Randomisation will be centralised and carried out using a randomisation table provided by the study sponsor based on blocks of size 6, balanced (1:1) between the two arms. Patient allocation will be revealed by consecutively opening a sealed numbered envelope kept in the research department.

Of course, the intubated, sedated, critically ill candidate for an FOB will be blinded to the group allocation at the time of inclusion and randomisation.

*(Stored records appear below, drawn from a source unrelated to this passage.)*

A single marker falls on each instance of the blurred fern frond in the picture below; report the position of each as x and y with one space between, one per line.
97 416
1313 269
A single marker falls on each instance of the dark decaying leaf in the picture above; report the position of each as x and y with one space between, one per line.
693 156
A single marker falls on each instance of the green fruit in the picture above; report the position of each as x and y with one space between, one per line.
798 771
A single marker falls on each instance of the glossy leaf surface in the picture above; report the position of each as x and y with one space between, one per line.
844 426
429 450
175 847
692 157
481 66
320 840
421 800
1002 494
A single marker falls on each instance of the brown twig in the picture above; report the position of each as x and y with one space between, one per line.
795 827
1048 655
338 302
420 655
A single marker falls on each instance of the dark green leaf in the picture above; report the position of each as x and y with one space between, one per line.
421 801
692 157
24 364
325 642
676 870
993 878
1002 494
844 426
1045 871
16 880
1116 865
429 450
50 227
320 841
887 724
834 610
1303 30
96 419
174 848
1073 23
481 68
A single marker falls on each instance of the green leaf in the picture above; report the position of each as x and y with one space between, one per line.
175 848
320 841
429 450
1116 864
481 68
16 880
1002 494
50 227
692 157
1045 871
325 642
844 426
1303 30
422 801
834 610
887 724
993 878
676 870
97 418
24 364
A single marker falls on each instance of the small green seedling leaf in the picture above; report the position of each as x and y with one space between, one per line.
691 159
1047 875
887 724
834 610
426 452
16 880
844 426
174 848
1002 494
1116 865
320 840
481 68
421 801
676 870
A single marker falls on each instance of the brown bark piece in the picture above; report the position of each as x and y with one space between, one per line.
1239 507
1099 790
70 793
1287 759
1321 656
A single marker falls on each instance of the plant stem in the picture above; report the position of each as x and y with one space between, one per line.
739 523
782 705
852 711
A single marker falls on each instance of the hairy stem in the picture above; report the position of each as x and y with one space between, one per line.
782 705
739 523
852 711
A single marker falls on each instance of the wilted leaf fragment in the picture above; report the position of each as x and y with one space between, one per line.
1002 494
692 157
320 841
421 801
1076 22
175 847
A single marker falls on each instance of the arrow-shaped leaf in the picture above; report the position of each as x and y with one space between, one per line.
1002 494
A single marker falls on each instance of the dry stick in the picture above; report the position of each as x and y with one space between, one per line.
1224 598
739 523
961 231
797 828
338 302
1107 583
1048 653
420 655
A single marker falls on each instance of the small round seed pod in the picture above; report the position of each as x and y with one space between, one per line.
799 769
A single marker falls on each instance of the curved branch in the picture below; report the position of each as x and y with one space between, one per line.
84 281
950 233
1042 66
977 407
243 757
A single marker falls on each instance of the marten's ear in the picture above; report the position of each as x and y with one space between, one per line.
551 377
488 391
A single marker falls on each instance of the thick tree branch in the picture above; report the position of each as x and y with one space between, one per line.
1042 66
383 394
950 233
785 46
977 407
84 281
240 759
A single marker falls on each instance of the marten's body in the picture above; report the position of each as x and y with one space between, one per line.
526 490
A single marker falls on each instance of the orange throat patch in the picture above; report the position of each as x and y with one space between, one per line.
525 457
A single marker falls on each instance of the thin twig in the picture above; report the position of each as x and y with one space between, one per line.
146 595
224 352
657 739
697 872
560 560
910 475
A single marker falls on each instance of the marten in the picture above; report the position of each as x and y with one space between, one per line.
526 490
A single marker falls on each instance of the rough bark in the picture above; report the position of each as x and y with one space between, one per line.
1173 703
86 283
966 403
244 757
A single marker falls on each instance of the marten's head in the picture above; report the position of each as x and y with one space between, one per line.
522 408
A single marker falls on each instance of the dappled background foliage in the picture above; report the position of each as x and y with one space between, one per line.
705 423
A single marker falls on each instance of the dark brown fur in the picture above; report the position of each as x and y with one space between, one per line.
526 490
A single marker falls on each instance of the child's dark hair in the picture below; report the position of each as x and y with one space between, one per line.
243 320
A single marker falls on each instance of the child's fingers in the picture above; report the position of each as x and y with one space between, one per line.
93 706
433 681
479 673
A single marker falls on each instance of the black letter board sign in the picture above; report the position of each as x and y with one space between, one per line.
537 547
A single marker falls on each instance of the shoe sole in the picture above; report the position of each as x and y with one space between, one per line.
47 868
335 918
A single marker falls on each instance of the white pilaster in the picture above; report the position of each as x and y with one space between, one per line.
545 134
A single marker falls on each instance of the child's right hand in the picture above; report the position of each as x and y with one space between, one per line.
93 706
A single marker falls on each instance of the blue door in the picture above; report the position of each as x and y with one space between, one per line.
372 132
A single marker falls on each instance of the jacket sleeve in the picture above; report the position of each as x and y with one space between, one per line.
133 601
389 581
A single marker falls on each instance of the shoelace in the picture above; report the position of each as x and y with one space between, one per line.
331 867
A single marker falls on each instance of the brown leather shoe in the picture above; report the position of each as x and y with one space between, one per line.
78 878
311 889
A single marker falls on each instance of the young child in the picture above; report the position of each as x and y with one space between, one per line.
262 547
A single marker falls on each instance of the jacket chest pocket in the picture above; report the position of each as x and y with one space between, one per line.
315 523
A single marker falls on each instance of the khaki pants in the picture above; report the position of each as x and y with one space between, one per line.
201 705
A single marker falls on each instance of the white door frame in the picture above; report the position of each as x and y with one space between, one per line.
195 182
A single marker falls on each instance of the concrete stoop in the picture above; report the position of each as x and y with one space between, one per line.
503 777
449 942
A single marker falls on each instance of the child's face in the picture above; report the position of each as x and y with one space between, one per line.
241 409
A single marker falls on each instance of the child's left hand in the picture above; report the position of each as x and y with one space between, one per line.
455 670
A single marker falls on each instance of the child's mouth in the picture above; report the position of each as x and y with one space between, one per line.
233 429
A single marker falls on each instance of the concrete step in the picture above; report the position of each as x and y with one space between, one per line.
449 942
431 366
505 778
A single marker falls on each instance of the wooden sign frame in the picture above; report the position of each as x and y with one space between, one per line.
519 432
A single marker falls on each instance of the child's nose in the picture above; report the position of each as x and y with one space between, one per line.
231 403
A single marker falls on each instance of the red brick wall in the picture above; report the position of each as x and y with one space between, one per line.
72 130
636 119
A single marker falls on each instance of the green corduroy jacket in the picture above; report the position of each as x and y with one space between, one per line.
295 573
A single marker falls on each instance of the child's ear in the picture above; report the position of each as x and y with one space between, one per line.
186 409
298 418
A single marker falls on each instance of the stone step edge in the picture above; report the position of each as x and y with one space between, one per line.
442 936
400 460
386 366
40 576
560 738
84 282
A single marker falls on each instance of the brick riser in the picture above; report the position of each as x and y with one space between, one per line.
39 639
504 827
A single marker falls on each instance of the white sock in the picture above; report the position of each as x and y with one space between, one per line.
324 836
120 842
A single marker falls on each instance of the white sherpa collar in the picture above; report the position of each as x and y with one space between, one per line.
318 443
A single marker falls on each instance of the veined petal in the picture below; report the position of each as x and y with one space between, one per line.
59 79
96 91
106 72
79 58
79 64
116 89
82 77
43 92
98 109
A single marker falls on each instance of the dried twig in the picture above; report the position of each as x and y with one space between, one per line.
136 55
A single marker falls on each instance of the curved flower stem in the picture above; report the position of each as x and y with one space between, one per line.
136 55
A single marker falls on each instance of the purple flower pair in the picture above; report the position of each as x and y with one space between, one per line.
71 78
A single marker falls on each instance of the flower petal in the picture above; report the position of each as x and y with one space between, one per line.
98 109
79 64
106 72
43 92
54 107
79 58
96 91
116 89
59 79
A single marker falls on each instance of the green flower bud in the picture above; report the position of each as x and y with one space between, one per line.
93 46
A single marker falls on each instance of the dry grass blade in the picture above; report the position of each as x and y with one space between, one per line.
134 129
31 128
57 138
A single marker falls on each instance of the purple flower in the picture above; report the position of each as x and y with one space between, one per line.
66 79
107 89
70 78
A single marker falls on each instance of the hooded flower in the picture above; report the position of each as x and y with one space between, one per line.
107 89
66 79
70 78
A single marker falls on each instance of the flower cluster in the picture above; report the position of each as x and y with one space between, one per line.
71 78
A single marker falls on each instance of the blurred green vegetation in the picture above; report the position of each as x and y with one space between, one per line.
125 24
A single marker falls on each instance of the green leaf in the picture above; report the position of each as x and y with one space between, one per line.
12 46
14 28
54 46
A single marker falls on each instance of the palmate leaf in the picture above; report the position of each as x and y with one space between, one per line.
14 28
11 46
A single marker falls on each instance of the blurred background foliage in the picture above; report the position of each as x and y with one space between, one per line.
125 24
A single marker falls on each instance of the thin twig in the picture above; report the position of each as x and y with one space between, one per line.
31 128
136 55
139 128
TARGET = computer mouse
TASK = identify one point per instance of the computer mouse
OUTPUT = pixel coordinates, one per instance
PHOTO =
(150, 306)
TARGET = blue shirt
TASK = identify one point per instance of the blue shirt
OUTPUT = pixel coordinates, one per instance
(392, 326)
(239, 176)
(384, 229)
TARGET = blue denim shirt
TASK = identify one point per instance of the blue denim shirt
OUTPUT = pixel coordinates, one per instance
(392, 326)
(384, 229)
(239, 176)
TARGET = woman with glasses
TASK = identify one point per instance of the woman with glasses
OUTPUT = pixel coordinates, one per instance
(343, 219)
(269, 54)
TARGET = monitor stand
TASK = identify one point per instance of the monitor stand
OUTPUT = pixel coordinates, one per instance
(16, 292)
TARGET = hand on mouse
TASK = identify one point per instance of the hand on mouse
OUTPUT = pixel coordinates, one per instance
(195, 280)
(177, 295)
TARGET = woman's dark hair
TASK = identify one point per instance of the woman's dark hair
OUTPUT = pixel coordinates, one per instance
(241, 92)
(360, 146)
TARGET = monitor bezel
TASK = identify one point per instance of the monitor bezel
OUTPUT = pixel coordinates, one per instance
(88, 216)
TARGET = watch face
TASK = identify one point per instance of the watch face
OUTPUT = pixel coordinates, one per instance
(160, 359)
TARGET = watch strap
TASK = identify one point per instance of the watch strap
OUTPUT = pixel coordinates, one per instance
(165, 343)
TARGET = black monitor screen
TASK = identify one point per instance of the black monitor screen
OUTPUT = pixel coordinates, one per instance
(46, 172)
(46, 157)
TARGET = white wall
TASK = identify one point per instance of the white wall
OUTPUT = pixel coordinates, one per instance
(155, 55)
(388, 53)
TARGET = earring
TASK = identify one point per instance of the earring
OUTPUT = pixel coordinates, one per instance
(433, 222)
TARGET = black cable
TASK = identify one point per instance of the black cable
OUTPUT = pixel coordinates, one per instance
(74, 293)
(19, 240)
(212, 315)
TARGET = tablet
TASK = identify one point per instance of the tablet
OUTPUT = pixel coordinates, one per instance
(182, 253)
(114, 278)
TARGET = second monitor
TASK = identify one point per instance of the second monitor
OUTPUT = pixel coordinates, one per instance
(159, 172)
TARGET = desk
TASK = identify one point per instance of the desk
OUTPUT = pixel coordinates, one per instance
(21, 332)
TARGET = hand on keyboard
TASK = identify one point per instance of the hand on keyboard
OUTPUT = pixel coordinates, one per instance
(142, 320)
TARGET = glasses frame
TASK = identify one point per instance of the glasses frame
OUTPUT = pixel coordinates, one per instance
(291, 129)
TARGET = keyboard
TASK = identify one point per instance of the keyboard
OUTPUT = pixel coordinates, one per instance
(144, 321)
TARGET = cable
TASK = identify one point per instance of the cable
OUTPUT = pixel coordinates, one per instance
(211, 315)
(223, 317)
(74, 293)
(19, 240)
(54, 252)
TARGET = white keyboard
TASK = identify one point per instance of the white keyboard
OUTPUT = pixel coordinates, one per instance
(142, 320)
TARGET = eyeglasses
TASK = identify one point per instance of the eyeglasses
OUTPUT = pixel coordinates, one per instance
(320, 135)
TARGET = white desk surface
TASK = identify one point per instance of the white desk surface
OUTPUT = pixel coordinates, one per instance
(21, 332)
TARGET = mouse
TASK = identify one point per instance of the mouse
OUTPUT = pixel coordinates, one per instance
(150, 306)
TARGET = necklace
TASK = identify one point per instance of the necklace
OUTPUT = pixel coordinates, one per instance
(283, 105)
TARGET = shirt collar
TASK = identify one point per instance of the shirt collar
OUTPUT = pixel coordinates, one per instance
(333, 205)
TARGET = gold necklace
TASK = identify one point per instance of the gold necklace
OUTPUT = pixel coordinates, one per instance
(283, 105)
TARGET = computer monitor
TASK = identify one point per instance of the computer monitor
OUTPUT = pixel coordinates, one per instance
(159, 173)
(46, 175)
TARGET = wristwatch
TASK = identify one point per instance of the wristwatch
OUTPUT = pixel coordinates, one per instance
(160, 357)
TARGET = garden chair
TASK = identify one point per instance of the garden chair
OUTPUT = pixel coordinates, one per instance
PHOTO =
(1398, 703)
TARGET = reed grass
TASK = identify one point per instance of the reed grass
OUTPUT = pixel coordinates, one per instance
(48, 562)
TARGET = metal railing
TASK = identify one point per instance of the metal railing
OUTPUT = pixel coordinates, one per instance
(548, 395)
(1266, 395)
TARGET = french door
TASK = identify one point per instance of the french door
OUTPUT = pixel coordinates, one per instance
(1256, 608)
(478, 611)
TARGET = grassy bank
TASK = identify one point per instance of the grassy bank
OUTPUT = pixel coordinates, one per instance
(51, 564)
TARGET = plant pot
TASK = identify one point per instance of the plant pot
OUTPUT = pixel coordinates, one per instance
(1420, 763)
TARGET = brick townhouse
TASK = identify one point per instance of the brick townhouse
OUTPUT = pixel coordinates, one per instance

The primary endpoint—occurrence of a severe adverse event prompting the FOB to be interrupted—will be validated a posteriori by an adjudication committee also blinded from the group allocation. This adjudication committee will comprise two intensivists and one ICU nurse, not involved in the randomisation, not in charge of the included patients and all capable of reading the ventilator curves. Pictures of the ventilator screen and the patient’s ICU monitor will be taken before and during the FOB procedure. The pictures will be taken with a digital camera and kept on a storage card in the research department. Restricted meetings of the adjudication committee will be held at regular intervals to study the primary endpoint of the included participants based on the pictures taken at the time of the FOB.

Crossover

In order not to prevent the FOB from being carried out, a switch to the specific ventilator settings will be allowed in any case of adverse events compromising the pursuit of the procedure with the randomisation settings. For instance, if the ventilatory assistance cannot be safely delivered with the conventional ventilator settings, the patient can be switched to the specific ventilator settings to allow the FOB to be continued. This condition of the protocol will ensure that the patient’s inclusion in the study does not harm the patient’s clinical management by preventing the FOB from being done. The number of patients who will have to be switched to the specific ventilator settings will be analysed, and their meaningful parameters of respiratory mechanics will be compared before and after the change in the ventilator settings. Only the patients with adverse events blindly validated by the external adjudication committee will be taken into account in the analysis.

Patient and public involvement

For now, patients and the public are not expected to be involved in the design, or conduct, or reporting, or dissemination plans of this research.